Dans les terres, les conséquences du changement climatique seraient nombreuses, avec d’abord une grande sécheresse. “Avant, la neige qui était tombée en hiver fondait au printemps ou en été, et elle maintenait le débit des rivières”, explique Antoine Orsini, hydrobiologiste. “Aujourd’hui, il y a toujours autant de pluie qui tombe, environ huit milliards de mètres cubes par an, mais la neige ne tient pas, donc les rivières s’assèchent, même en hiver. On a déjà perdu 30 % du débit des cours d’eau.” Selon l’hydrobiologiste, les incendies seraient également plus fréquents. “Avec des températures élevées, peu de précipitations pendant quelques mois, et une évapotranspiration des végétaux, c’est-à-dire qu’ils rendent l’eau et qu’ils sont donc très secs, il suffit d’une allumette pour faire partir un incendie.” Du côté de la mer, le réchauffement climatique créerait des “médicanes”, des petits ouragans en Méditerranée. “Avant, ils se formaient une fois tous les 10 ans, mais aujourd’hui c’est une fois par an”, déplore Michel Marengo.

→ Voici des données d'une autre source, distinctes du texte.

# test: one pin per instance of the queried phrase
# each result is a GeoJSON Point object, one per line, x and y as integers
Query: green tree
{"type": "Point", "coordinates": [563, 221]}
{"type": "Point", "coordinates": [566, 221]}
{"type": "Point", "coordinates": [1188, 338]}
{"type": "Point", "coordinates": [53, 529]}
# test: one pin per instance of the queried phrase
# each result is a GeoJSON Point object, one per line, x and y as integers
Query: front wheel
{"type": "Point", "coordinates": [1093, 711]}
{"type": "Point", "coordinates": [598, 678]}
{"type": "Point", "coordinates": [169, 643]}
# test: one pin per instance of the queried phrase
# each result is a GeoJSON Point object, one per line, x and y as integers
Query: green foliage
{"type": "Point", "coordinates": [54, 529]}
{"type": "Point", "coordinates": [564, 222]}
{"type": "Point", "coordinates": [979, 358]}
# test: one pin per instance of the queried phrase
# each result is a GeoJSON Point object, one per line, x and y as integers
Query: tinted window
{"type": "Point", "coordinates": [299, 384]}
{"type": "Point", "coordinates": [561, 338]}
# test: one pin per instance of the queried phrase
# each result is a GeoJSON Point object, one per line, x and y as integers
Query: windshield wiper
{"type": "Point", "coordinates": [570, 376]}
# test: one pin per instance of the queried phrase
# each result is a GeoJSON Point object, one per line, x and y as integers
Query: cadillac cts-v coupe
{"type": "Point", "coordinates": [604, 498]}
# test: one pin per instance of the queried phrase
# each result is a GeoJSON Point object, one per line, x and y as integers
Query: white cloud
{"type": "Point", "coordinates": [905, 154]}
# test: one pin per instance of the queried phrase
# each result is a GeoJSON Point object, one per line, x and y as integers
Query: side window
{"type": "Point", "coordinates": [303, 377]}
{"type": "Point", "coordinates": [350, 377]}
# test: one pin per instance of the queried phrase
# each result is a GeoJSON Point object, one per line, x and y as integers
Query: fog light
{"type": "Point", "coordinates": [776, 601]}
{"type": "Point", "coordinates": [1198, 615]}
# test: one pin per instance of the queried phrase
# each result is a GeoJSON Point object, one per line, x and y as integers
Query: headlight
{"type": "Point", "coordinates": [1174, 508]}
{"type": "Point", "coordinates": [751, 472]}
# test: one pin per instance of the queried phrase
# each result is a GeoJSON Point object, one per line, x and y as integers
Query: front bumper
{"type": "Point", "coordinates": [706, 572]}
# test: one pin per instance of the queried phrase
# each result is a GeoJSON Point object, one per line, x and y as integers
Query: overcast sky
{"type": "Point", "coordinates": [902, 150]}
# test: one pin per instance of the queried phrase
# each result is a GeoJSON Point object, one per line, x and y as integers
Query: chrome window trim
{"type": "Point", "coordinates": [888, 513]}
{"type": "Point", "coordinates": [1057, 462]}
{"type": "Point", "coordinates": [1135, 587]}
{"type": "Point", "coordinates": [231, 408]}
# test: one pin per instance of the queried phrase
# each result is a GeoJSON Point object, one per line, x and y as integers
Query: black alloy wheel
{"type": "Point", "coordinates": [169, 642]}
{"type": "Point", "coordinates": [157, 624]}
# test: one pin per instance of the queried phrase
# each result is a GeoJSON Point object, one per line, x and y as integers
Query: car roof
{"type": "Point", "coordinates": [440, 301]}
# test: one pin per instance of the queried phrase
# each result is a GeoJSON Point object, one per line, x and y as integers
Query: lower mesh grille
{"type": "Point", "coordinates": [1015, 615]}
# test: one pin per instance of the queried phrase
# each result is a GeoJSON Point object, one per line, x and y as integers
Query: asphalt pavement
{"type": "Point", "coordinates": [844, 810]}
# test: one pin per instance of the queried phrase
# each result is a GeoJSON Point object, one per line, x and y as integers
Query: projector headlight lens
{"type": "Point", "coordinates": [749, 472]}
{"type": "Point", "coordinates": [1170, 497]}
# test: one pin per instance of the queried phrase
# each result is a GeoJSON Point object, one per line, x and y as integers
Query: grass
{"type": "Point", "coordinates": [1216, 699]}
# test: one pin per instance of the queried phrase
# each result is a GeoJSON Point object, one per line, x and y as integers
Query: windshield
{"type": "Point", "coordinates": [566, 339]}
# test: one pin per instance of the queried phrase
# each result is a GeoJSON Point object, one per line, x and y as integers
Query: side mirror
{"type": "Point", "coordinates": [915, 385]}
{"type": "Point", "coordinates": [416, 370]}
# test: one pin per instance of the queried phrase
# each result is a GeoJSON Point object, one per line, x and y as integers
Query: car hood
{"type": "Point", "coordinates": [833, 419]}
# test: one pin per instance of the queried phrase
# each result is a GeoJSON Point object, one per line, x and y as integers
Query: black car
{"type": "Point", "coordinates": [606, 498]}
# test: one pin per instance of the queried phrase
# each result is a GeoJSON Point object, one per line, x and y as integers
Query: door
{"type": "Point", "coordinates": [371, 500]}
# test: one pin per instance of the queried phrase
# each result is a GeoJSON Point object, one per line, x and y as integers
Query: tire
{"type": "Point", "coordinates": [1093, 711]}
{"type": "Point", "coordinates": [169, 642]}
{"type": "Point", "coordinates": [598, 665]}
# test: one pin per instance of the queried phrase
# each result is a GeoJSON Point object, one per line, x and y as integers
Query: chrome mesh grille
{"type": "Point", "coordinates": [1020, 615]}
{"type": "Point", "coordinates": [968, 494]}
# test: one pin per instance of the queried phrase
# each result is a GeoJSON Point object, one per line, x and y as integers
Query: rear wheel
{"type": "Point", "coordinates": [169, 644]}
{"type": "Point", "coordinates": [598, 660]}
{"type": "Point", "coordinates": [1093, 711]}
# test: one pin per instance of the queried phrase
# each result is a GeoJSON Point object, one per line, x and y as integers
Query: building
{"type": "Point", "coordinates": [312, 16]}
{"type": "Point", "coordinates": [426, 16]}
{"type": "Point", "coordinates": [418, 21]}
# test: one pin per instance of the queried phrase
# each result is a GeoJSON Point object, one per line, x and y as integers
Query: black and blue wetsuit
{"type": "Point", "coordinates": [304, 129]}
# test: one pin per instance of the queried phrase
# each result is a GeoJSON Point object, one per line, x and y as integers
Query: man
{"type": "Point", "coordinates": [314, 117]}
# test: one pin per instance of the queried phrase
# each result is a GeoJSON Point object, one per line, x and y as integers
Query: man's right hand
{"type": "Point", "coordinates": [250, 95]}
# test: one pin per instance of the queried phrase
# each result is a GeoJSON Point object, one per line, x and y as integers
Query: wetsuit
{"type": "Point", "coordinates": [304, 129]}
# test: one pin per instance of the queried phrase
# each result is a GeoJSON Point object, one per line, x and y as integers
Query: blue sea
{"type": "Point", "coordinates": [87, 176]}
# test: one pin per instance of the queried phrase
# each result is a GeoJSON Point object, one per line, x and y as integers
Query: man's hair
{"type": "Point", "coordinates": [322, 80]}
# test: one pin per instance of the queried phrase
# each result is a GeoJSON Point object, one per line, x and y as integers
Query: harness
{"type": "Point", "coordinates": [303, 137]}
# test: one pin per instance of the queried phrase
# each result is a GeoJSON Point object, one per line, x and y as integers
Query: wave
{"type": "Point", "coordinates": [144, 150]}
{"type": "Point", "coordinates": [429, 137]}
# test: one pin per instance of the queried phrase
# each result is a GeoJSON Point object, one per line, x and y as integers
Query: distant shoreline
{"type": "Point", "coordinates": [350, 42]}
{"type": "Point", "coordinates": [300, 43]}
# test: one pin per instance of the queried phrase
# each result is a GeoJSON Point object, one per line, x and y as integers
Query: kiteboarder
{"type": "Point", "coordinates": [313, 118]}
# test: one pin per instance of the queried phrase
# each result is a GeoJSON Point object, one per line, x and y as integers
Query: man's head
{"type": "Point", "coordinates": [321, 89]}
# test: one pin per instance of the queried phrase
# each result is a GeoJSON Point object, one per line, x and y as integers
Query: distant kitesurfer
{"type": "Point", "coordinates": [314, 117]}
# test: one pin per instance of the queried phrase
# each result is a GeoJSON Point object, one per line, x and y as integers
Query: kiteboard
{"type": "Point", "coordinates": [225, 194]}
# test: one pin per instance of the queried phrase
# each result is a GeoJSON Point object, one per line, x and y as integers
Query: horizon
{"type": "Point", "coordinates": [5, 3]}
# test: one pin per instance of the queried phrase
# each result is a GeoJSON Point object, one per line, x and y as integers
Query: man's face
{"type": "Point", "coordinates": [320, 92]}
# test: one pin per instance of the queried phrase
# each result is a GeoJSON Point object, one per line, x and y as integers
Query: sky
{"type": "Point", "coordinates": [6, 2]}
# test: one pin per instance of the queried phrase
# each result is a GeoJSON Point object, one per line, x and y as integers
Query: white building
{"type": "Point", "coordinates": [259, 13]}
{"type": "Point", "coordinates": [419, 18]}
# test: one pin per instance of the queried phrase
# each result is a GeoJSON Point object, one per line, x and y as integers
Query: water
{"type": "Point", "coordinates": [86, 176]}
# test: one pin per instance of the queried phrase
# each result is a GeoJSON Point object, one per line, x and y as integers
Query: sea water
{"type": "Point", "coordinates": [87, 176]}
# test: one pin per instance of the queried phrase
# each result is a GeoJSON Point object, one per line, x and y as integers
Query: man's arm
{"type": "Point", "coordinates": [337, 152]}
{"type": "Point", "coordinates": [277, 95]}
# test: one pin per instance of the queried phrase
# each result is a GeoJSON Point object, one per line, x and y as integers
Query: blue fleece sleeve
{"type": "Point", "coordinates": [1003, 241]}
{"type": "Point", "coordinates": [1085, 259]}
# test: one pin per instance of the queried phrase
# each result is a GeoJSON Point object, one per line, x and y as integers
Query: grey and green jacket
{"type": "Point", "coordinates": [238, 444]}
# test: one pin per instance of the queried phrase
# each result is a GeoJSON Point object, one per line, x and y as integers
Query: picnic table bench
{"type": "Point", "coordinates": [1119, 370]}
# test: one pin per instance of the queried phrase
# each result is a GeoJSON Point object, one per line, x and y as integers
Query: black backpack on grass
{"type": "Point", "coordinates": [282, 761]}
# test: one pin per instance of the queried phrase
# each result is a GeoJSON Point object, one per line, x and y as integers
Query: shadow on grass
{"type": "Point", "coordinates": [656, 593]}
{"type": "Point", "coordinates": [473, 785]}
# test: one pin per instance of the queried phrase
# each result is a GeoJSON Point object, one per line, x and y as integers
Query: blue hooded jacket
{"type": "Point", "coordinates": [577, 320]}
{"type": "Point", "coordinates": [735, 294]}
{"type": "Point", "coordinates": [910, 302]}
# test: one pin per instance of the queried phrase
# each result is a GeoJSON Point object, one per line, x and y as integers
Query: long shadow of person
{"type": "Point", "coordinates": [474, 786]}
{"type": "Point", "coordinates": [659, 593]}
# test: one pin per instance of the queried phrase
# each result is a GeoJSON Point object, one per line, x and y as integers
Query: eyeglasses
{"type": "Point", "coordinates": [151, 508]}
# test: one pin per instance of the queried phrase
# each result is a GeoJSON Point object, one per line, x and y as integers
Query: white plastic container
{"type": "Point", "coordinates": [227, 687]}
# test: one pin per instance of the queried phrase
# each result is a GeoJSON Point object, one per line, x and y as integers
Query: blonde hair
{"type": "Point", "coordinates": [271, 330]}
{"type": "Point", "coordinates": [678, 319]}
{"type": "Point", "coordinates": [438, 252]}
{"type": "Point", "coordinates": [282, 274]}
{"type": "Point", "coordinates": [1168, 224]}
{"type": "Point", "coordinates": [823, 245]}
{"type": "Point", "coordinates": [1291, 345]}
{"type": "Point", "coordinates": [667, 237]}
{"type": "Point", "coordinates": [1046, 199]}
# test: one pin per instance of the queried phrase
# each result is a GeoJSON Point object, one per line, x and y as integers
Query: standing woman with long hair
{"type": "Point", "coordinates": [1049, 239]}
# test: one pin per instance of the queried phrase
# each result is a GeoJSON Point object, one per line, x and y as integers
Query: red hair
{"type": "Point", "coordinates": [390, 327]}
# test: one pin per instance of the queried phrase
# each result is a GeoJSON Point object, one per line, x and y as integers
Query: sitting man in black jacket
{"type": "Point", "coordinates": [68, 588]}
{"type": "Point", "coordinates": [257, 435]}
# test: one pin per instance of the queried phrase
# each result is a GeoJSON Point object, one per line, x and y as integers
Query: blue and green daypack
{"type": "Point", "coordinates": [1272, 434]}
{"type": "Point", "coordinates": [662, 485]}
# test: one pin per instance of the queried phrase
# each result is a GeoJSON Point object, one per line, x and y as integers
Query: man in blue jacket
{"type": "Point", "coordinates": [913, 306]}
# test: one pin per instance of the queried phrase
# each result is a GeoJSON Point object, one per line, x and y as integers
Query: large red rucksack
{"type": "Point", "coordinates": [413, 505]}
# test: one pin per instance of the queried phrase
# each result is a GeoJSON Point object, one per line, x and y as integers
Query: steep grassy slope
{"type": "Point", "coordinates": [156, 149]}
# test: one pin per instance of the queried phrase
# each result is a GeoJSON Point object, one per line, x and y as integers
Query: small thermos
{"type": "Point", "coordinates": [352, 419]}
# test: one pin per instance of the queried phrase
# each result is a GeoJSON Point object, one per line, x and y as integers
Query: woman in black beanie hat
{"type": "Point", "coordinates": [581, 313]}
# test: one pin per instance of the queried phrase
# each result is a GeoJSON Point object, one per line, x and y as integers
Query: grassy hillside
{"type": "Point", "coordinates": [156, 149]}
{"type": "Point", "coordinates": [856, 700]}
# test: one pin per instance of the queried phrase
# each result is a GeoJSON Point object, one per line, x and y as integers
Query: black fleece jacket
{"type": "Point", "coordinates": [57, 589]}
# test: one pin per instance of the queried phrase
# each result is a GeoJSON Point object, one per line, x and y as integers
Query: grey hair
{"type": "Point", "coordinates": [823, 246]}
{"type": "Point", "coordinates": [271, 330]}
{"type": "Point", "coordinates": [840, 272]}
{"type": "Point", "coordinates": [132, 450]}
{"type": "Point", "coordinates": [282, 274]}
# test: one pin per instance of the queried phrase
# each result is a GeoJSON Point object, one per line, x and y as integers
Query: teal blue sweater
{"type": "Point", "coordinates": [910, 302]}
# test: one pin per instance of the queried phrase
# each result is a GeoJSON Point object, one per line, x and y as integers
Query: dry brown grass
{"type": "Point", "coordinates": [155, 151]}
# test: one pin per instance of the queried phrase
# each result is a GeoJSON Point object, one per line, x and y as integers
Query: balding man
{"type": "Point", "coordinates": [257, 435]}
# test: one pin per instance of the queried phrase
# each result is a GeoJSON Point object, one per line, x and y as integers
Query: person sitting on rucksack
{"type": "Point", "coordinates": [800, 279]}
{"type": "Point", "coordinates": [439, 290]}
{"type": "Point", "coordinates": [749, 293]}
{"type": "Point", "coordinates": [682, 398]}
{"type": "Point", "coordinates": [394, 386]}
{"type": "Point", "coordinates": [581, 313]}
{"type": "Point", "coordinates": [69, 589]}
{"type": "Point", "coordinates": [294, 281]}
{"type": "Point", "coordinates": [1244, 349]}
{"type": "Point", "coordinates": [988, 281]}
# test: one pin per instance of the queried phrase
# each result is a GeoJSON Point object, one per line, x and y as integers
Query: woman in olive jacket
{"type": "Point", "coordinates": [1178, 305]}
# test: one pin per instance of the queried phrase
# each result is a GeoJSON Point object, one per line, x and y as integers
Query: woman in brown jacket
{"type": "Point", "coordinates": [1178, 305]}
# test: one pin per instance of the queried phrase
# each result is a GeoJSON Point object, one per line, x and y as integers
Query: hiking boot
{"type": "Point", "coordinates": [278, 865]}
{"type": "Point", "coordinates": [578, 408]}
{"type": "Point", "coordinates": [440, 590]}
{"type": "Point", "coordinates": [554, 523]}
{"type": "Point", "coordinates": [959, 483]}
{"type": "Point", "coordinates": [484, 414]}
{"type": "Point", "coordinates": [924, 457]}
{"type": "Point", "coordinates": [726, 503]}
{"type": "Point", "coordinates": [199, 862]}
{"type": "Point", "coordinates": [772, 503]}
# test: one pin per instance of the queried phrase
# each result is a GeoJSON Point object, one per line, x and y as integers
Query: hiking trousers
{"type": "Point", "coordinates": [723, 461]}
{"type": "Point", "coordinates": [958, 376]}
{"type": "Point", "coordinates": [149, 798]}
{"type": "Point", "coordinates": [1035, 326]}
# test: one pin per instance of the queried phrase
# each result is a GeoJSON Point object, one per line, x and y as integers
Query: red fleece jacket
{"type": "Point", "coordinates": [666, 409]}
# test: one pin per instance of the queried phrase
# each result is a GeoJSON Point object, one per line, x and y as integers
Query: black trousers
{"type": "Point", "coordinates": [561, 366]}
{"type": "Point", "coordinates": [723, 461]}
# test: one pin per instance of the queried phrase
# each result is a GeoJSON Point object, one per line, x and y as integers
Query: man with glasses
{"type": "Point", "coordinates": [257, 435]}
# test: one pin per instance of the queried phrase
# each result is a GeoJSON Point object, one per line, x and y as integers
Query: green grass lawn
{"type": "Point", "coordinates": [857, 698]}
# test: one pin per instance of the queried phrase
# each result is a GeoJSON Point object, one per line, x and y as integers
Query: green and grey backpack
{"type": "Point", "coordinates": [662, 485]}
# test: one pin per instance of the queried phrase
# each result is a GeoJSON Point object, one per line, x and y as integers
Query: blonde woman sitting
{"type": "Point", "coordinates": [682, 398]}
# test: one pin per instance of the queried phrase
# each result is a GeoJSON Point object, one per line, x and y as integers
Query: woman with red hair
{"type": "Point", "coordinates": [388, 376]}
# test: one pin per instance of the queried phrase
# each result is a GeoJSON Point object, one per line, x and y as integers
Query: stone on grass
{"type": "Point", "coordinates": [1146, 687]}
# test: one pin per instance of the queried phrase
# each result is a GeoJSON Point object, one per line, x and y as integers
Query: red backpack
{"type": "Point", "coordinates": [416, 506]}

Un enjeu pour les populations

Avec le réchauffement climatique, des conséquences sur les populations seraient aussi à prévoir. “D’ici 2100, les eaux devraient monter d’un mètre en Corse”, précise Michel Marengo. “Les aménagements côtiers seront impactés, surtout au niveau de la Plaine orientale, où la pente est plus faible, ce qui entraînera une montée des eaux plus rapide dans les terres. Une partie de la Corse sera, en lien direct avec l’érosion des côtes, inhabitable. Il faudra alors déplacer des populations, les replacer dans les terres, et exproprier certains terrains qui seront érodés.” Pour Antoine Orsini, il s’agit aussi de santé publique. “Plus il fera chaud, plus on va pouvoir retrouver des maladies tropicales, comme le paludisme, la dengue, ou le chikungunya.” En effet, les larves de moustiques prolifèrent mieux dans des eaux chaudes.
 

Malgré ces prévisions, tous estiment qu’il est encore possible de lutter contre le réchauffement climatique. Le gouvernement a d’ailleurs présenté son troisième plan national d'adaptation au changement climatique pour lutter contre ce phénomène. Selon Antoine Orsini, l’important reste surtout “d’économiser l’eau”. Pour Michel Marengo, “il y a beaucoup d’éco anxiété, mais le réchauffement climatique a eu aussi des effets positifs, comme sur les tortues, qui pondent plus”. Il estime néanmoins que pour lutter contre les aspects néfastes du changement climatique, “il est nécessaire de protéger notre océan, nos forêts et notre biodiversité”. “Le réchauffement climatique est déjà en marche. Il va donc falloir s’adapter lors des 50 prochaines années pour se préparer à ce changement. L’important, c’est de bien connaître le passé, d’évaluer le présent pour mieux prédire l’avenir.”